The employer also argues that the compensation judge erred by concluding that the employee had conducted an adequate job search. The employee cites other cases where the compensation judges found that retraining should not be considered until additional job search had been performed. See Burks v. Ault, Inc., slip op. (W.C.C.A. 1990)(limiting job search to management jobs in that case was not reasonable because employee had a wide variety of skills and interest areas); see also Seglem v. Northland Foods, 53 W.C.D. 46 (W.C.C.A. 1995) (investigation of retraining premature where the employee had a number of transferable skills and the employee's pre-injury weekly wage was $350). The employer's argument fails to recognize the importance of the fact that the decisions in Burks and Seglem were affirmances of compensation judge's decisions. Given this court's standard of review, an affirmance of a compensation judge's decision on a factual issue has little or no value as precedent. See, e.g., Carlson v. Nabisco Brands, slip op. (W.C.C.A. May 2, 1994). In this case, the employee was earning a high weekly wage at the time of his injury, and he has not been able to return to that earning capacity in the six years since the injury. He has no transferable skills other than welding. Furthermore, "[r]etraining is to be given equal consideration with other rehabilitation services, and proposed for approval if other considered services are not likely to lead to substantial gainful employment." The compensation judge could reasonably conclude that the employee's job search was sufficient under the circumstances.
The compensation judge found that the employee had sustained a personal injury "to his right ankle and low back arising out of and in the course of his employment." (Finding 1.) The employer had admitted liability for the low back injury prior to the hearing, but not for the ankle injury.

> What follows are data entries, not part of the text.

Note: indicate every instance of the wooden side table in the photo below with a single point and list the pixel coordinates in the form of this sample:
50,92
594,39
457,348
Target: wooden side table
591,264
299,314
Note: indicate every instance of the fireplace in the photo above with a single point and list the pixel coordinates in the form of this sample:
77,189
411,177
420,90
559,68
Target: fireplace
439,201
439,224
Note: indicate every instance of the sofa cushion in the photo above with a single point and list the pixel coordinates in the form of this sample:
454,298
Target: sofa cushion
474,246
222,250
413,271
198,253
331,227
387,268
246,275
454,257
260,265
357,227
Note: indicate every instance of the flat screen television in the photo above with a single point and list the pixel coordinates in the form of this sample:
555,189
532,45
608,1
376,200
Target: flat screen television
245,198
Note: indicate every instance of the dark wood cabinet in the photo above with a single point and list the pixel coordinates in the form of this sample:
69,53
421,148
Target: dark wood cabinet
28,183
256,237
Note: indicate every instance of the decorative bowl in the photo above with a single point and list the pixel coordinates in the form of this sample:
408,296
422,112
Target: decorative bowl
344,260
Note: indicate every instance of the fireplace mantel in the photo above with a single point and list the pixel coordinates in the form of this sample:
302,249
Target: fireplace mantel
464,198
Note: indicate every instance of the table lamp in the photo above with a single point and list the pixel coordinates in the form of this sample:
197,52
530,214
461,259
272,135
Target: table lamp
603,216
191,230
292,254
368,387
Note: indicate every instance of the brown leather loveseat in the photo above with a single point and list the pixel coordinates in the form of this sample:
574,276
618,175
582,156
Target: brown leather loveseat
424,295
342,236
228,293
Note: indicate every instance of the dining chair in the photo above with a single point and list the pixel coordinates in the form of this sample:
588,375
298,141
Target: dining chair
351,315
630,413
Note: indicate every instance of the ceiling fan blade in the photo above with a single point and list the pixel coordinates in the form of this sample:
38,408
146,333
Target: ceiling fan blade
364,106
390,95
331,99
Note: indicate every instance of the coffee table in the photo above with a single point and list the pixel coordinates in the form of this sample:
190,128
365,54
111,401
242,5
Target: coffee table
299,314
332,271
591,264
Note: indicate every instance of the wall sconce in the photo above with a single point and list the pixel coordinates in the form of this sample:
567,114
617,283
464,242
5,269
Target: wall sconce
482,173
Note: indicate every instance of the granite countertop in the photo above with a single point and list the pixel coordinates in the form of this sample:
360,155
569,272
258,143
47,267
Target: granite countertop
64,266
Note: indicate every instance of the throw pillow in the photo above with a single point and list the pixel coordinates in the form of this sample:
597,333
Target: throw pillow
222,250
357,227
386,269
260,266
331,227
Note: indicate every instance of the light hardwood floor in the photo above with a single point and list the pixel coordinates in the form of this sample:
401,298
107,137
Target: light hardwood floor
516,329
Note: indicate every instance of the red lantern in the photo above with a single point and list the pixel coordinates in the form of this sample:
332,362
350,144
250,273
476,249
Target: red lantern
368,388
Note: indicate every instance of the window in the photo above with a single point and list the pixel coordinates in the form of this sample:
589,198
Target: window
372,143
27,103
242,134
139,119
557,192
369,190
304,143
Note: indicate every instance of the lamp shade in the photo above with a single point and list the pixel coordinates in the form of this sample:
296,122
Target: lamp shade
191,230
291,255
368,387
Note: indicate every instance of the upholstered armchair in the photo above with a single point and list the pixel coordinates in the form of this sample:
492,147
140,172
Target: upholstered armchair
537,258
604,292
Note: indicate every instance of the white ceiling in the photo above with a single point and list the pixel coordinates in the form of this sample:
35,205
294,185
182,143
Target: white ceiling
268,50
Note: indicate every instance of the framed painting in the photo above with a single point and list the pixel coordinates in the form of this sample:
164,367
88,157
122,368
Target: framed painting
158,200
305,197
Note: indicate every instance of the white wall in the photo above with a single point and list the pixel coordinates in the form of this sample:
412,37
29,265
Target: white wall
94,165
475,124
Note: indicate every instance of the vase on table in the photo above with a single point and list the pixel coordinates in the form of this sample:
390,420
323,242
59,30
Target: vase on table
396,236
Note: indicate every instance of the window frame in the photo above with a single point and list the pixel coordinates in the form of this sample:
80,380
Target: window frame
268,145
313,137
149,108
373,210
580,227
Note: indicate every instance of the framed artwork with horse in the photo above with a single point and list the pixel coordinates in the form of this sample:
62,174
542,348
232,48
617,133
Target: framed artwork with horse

Primary liability for the ankle injury was not at issue at the hearing before the compensation judge. The only issue was approval of the rehabilitation plan amendment. The employee does not dispute the employer's argument that the compensation judge's finding regarding the ankle injury should be vacated. Therefore, we vacate that portion of Finding 1 which refers to a personal injury to the employee's right ankle.